At first blush, the Midwest Region seems to be destined to have the top seeds represented in the Sweet 16 and Elite 8; but questions abound for Kansas, Louisville, and Oregon as the opening rounds approach. Although most of the double-digit seeds in this region don’t appear to pose a serious threat, there’s at least one that may knock heads with the big boys.
Jayhawks are going to Kansas City, Kansas City here they come!

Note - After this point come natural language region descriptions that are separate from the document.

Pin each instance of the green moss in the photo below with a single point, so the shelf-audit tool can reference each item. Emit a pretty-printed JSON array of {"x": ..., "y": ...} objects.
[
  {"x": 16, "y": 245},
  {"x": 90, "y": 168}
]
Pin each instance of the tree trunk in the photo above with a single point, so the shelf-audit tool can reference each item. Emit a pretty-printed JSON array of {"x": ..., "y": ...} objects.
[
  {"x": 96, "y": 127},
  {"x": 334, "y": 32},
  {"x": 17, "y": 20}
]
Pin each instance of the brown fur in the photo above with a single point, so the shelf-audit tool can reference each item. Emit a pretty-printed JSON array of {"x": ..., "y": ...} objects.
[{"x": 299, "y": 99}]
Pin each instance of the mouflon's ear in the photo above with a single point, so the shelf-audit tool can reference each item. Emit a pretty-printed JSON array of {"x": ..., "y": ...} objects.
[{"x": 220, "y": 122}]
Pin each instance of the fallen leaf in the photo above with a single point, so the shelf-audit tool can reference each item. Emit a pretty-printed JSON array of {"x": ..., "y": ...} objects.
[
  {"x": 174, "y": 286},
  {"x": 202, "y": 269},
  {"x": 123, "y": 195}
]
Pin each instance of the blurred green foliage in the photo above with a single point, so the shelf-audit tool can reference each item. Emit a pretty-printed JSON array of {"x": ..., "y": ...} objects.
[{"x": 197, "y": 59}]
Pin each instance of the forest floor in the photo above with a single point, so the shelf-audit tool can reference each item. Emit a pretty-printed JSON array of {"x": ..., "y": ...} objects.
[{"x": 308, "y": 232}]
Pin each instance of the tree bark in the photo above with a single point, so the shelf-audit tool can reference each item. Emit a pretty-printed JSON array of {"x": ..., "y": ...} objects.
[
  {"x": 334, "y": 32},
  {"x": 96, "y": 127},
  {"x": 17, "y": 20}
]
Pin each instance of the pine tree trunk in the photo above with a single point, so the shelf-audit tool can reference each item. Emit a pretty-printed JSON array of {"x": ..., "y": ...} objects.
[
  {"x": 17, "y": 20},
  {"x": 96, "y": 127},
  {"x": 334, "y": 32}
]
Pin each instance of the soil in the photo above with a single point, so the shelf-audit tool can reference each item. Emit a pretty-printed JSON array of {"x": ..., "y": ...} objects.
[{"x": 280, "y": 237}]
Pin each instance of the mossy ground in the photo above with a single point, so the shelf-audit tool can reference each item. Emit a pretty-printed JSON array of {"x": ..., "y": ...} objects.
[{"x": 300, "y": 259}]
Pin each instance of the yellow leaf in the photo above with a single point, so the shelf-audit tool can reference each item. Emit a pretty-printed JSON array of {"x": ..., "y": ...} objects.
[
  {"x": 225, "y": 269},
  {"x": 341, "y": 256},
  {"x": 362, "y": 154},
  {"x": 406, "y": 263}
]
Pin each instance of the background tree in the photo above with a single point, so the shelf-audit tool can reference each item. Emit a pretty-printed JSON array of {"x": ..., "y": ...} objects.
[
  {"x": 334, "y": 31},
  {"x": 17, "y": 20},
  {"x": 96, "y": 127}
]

There’s no reason to suspect that the Kansas Jayhawks shouldn’t find their way to KC, but will they be able to go any further? Bill Self’s team had another incredible season, scattering four losses throughout the year, including bookends in the season opener, and to close the season in the Big 12 semifinals. Despite their immensely talented backcourt led by Frank Mason III, Devonte Graham, and Josh Jackson, the Jayhawks frontcourt is a bit thin. Could a potential matchup with Michigan State and the Spartan’s tough frontcourt combo of Miles Bridges and Nick Ward be too much for Landen Lucas to handle on his own? This is the time of year that Tom Izzo starts working his magic, but if he can’t, top seeded Kansas should be bound for Kansas City, and a shot to advance out of the Midwest Regional Final.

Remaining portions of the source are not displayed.